In order to test the reliability of NADAC as a benchmark for attainable drug acquisition price reduction, we compared a hospital system-supplied free clinic’s drug acquisition ledger to NADAC over the period of 2014–2017. Our analysis resulted in a variable distribution of EHHOP advantages over NADAC and vice versa with regards to both unit price averages and volatility. As seen in Figure 2, 36% (16/45) of EHHOP drug price averages were significantly different than the relative NADAC values, with 9% (4/45) significantly more expensive than NADAC and 27% (12/45) significantly cheaper than NADAC (Supplementary Table 2).

Figure 2 

Drug bar graphs showing EHHOP vs NADAC for 45 drugs falling under eight categories: Analgesics, Antidepressants, Antihistamines, Diuretics, Anti-Diabetics, Anti-hypertensives, Statins, and Other. Four drugs were statistically more expensive at EHHOP compared to NADAC [Lactulose (500 mL), Fluticasone (50 mcg), Metformin (500 mg), Metformin (1000 mg)]. Twelve drugs were statistically lower than NADAC [Acetaminophen (325 mg), Aspirin (81 mg), Citalopram (10 mg), Calcium carbonate (1250 mg), Loratadine (10 mg), Simvastatin (10 mg), Simvastatin (20 mg), Glipizide (10 mg), Citalopram (20 mg), Cetirizine (10 mg), Sertraline (50 mg), Fluoxetine (20 mg)].

Because the main goal of this analysis was to identify unnecessary drug expenditures, the next step was to determine whether NADAC benchmarking allowed for the identification of a particular drug dosage that was less expensive and volatile than NADAC. Average drug prices for EHHOP and NADAC from 2014–2017, statistical differences, and correlation (covariance strength) can be seen in Supplementary Table 2. There were twelve drugs with significantly lower prices compared to NADAC [Acetaminophen (325 mg), Aspirin (81 mg), Citalopram (10 mg), Calcium carbonate (1250 mg), Loratadine (10 mg), Simvastatin (10 mg), Simvastatin (20 mg), Glipizide (10 mg), Citalopram (20 mg), Cetirizine (10 mg), Sertraline (50 mg), Fluoxetine (20 mg)] and four with significantly higher costs compared to NADAC [Lactulose (500 mL), Fluticasone (50 mcg), Metformin (500 mg), Metformin (1000 mg)] (Supplementary Table 2).

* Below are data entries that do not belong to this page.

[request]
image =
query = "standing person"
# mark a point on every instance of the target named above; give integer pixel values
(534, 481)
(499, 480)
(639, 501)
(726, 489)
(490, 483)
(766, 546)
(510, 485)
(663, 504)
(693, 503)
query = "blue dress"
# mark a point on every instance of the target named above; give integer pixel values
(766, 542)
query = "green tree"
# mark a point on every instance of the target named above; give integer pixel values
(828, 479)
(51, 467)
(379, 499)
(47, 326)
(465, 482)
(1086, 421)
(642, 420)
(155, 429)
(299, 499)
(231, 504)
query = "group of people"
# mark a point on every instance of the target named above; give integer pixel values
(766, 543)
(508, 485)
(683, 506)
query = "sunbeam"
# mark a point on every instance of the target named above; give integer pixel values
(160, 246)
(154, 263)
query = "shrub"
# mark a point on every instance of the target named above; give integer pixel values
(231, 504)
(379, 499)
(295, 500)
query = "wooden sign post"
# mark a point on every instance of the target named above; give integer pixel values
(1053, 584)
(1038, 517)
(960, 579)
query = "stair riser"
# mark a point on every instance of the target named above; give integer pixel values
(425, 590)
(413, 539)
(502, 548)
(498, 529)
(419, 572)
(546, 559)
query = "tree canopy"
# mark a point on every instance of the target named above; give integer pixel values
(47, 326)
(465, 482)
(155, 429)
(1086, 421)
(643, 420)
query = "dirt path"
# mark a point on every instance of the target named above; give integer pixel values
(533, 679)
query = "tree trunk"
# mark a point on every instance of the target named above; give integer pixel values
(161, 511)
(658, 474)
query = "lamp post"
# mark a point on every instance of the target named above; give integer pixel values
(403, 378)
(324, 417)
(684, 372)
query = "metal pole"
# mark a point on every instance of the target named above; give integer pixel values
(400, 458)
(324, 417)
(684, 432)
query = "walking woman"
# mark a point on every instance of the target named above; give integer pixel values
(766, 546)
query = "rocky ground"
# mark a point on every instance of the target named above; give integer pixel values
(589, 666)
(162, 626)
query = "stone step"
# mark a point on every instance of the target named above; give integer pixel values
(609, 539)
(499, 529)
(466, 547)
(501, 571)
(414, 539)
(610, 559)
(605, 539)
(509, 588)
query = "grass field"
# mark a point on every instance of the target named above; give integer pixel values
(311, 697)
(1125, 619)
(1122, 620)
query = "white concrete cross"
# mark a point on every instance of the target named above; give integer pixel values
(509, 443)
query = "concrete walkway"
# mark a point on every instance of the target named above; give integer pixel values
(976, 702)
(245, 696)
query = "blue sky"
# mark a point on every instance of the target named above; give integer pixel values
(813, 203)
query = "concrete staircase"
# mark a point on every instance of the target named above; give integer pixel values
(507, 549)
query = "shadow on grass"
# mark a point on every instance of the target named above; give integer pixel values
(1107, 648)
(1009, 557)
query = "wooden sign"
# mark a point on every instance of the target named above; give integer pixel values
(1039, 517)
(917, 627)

Correlations were run for all the aforementioned drugs. Four drugs were significantly, positively correlated with NADAC: Metformin (850 mg) (r = 0.83), Chlorthalidone (25 mg) (r = 0.80), Trazodone (50 mg) (r = 0.90), and Pravastatin (40 mg) (r = 0.91).

Discussion

This study resulted in three important findings: four drugs had significantly greater average prices purchased by the EHHOP clinic compared to NADAC, only four drugs had significant correlation (co-variance) with NADAC fluctuations, and high volatility in drug acquisition prices existed across drug classes. Drugs which demonstrated significantly greater average prices when compared to NADAC did not fall into one category. Drugs which demonstrated significantly lower average prices when compared to NADAC were reflected in the “Statins” and “Other” category. The ability for EHHOP to both outperform and underperform against NADAC across drug classes suggests this benchmarking system is realistic for a small clinic application.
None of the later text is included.